Tuesday, April 5, 2016

performance - Stronger Hack-proof MMO Game Comparison: Game Client Based Vs. Via Web Browser



I was wondering. I observed most of any MMO that are hack-prone area. Hacks used one-hit kills, stealing accounts, instant level up, aimbots (mostly MMOFPS), and questionable wallers (also in MMOFPS). These hackers might affect the fairness and excitement of the gamers which lead to doubts, abuse kickers (mostly in MMOFPS*, and misunderstandings. Even in MMORPG referred to hacks for instant money for purchase items. I saw these examples via Wikipedia.


This leads me to my question:


Which kind of MMO game platform or model would be best for making MMO games whilst reducing the possibility of hacking?


For example I could make an MMO game for the web browser (by website or via Facebook) or making an MMO game using installers/clients that fetches for patches and graphics that could run only through program via computer. What will help with preventing hacking and how?

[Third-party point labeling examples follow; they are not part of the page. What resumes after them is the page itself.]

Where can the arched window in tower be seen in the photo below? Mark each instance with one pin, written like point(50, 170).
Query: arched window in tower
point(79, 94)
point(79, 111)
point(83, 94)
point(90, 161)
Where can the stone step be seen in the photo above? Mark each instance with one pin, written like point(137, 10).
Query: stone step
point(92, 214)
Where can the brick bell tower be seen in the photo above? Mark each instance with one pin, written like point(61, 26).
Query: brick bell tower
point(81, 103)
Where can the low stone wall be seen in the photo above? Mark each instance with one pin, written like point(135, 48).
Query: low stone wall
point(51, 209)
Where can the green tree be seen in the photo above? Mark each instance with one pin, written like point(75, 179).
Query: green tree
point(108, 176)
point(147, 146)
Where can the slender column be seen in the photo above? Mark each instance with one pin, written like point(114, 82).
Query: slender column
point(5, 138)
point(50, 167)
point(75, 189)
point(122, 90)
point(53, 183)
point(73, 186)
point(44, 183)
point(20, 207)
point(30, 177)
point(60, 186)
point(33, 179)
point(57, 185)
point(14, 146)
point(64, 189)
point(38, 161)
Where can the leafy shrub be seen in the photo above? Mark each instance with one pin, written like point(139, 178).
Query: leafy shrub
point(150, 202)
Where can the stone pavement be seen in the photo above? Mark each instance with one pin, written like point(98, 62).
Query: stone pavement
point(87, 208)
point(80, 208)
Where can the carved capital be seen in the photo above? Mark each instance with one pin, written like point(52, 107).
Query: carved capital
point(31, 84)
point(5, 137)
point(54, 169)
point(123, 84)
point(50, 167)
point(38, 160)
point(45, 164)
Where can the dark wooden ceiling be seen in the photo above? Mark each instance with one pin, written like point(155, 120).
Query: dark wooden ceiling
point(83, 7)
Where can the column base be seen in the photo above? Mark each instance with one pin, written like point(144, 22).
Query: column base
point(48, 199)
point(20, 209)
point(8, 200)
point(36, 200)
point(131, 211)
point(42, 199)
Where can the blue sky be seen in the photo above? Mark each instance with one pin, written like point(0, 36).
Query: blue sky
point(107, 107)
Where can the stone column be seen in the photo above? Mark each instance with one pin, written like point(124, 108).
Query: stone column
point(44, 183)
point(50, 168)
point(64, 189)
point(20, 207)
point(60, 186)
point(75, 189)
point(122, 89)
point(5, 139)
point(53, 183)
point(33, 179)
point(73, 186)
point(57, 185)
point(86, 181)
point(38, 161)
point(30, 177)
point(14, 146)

In the case of making an installer/client based MMO games, are there anti-hack programs or techniques you can recommend in MMO context?




Answer



Whichever you do, it doesn't matter. If you rely on clientside calculation of anything you will get hacked. All the "anti-hacker" tooling has AFAIK been thoroughly penetrated, new versions often themselves being hacked in a matter of hours after release.
Given that, browser games are a major PITA IMO (poor usability) though they do offer ease of installation.
So push as much as you can to the server, validate and counter validate everything sent by the clients to the server, and aggressively detect and ban any violators.
Of course you do have to account for lag which can cause weird results being sent (or received), which is another reason you don't want to rely on clientside anything.
So the client tells the server he's moving in direction alpha, let the server decide the next position, not the client. Client tells the server he's pulling the trigger, let the server decide whether there's bullets left, where they're going, and whether anything is hit (and what damage they do).
Done like that, the client becomes little more than a tool for rendering the world and allowing the user to request things (data, movement, etc.) from the server with the server deciding whether those requests should be honoured based on what it knows about the real abilities of the client (this also makes it impossible to render walls invisible for example, unless the client avatar is known to the server to have X-ray vision, a decision made based on gameplay and resources the server assigned to the avatar, not the client software).

Of course this places a major burden on the servers, your server hardware is going to have to be rather more serious than that of old fashioned gaming servers which were little more than portals to transmit data between clients, but that's what it takes to deflect hacking/cheating attempts.